The data centre sector in 2021
According to Statista, the total amount of data created, captured, copied and consumed in the world is estimated to reach 59 zettabytes in 2020.
This exponential growth has been accelerated by this year’s pandemic. The sector has been remarkably resilient during this period to maintain capacity and uptime. For instance, despite the pandemic, the London market which had 711megawatts during the Q2 2020 and expected to end the year with 67 megawatts more capacity than 2019.
This effort has ensured that the public could access healthcare and other critical services during lockdown and stay at home measures. As we enter the new year, how will the challenges of 2020 impact the data centre sector in 2021?
Growth in Demand for Cloud Services
The data centre industry has witnessed significant changes over the past year. COVID-19 has driven the demand for cloud services in most major cities around the world as consumers spent the majority of the year working, learning and entertaining from home like never before. While there are indications that the crisis will ease next year, the changes that the pandemic created - most notably remote working - will be here for the foreseeable future.

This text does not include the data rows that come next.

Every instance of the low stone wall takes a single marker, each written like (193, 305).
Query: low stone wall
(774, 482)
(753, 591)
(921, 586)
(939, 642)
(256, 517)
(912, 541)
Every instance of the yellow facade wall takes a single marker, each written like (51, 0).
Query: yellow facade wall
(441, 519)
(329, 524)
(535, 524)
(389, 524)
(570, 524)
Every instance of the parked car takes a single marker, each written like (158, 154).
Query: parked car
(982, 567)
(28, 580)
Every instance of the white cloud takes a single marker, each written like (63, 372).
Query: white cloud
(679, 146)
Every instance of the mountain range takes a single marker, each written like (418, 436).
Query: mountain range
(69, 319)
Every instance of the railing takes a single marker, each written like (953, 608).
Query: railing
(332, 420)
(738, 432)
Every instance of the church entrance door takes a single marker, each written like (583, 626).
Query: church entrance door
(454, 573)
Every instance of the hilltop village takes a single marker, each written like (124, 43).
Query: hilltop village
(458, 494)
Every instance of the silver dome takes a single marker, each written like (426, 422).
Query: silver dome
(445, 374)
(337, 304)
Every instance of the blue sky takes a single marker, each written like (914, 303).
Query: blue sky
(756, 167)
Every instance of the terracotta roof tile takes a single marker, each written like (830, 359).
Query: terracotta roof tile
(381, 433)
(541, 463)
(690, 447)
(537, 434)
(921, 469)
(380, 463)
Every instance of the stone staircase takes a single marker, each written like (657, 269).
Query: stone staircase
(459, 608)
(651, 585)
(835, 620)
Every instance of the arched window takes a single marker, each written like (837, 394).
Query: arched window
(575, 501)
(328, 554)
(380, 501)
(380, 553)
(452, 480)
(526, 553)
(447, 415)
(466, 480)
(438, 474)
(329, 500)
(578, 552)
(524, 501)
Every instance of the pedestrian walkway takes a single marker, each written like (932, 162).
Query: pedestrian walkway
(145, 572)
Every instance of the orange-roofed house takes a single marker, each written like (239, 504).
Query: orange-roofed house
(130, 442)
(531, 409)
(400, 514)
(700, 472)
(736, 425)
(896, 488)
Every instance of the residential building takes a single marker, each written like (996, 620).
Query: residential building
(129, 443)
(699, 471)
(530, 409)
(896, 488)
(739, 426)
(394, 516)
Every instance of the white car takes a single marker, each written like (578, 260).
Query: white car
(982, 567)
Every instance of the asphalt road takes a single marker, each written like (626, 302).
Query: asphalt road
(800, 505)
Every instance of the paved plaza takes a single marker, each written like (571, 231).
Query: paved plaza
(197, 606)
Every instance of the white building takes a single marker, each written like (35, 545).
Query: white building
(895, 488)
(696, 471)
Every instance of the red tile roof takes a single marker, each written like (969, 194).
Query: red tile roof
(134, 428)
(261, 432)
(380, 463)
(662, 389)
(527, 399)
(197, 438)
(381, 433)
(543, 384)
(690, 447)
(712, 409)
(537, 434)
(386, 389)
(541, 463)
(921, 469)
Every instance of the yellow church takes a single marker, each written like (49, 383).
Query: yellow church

As we look to 2021, we anticipate an increased enterprise spend in cloud technology to ensure the smooth and efficient running of businesses. This continued accelerated demand for cloud services will also accelerated data centre construction projects as operators look to build more capacity to accommodate hyperscale needs. So, what does this mean for the next phase of data centre construction? It is possible that this will result in some of the largest facilities ever built.
We anticipate that budgets will increase in 2021 to account for the additional investment necessary in technology. While this will be somewhat offset by write-downs in other business costs such as travel, office leases and equipment, CIOs will need to invest heavily in hardware and applications to enable businesses to survive and compete in a challenging economy.
Looking at the data centre industry specifically, we expect overall costs to increase. This will be driven by increased costs of construction, materials and operations as a result of COVID-19. At the same time, reliance on data centres will continue to grow as companies become more liberal in their adoption of the cloud and ‘work from home’ becomes the norm.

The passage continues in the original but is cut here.